Originally posted by @dashpole in #7777 (comment)
Benchmark
To evaluate this claim the following benchmark was used:
func BenchmarkWithIntSlice(b *testing.B) {
var opt Option
var c Config
ints := []int{1, 2, 3, 4, 5}
b.ReportAllocs()
b.ResetTimer()
for b.Loop() {
opt = WithIntSlice(ints)
c = opt.apply(c)
}
_ = c
}Running this:
> go version
go version go1.25.6 X:nodwarf5 linux/amd64
> go test -bench=BenchmarkWithIntSlice
goos: linux
goarch: amd64
pkg: testing/attropt
cpu: Intel(R) Core(TM) i7-8550U CPU @ 1.80GHz
BenchmarkWithIntSlice-8 22197412 54.39 ns/op 24 B/op 1 allocs/op
PASS
ok testing/attropt 1.210s
Caveat: not all options are the same
The modern Go compiler looks smart enough to get itself out of certain allocations. Take for instance:
type Config struct {
Int int
}
type Option interface {
apply(Config) Config
}
type intOpt struct {
val int
}
func (o intOpt) apply(c Config) Config {
c.Int = o.val
return c
}
func WithInt(val int) Option {
return intOpt{val: val}
}
func BenchmarkWithInt(b *testing.B) {
var opt Option
var c Config
b.ReportAllocs()
b.ResetTimer()
for n := 0; n < b.N; n++ {
opt = WithInt(n)
c = opt.apply(c)
}
_ = c
}> go test -bench=BenchmarkWithInt$
goos: linux
goarch: amd64
pkg: testing/attropt
cpu: Intel(R) Core(TM) i7-8550U CPU @ 1.80GHz
BenchmarkWithInt-8 31261698 32.41 ns/op 8 B/op 0 allocs/op
Seen here, there are no allocations for this case.

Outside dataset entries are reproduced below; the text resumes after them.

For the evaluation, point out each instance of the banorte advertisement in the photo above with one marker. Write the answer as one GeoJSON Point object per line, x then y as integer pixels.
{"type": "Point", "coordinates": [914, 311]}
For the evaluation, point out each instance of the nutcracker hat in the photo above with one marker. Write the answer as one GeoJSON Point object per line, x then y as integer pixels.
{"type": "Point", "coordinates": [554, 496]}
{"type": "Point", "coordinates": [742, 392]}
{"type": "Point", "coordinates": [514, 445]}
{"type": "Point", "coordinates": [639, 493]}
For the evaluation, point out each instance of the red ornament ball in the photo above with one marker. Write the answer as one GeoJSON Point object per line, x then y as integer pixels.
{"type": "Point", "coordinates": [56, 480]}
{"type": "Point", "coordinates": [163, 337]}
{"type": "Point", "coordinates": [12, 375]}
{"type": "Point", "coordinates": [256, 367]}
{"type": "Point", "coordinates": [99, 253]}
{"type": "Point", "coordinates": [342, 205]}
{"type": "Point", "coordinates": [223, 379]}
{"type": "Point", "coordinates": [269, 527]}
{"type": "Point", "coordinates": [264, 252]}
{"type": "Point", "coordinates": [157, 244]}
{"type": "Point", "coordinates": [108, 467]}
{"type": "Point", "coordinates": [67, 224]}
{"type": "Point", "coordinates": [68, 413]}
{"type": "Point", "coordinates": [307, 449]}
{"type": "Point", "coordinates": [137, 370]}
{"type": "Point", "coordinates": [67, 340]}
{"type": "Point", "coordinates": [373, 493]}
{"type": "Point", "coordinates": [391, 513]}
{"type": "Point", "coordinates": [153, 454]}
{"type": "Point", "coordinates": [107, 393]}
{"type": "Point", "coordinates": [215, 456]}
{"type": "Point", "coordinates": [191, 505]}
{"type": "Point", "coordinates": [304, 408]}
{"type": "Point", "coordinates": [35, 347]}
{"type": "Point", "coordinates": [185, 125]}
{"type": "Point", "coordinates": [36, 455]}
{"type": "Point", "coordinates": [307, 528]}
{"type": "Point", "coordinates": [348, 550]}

Looking at the escape analysis for this ...
[...]
[...]: inlining call to WithInt
[...]: intOpt{...} escapes to heap
[...]
WithInt is simple enough that it gets inlined. The intOpt instance still escapes to the heap, but since the opt var is local, that heap is not allocated repeatedly for each iteration.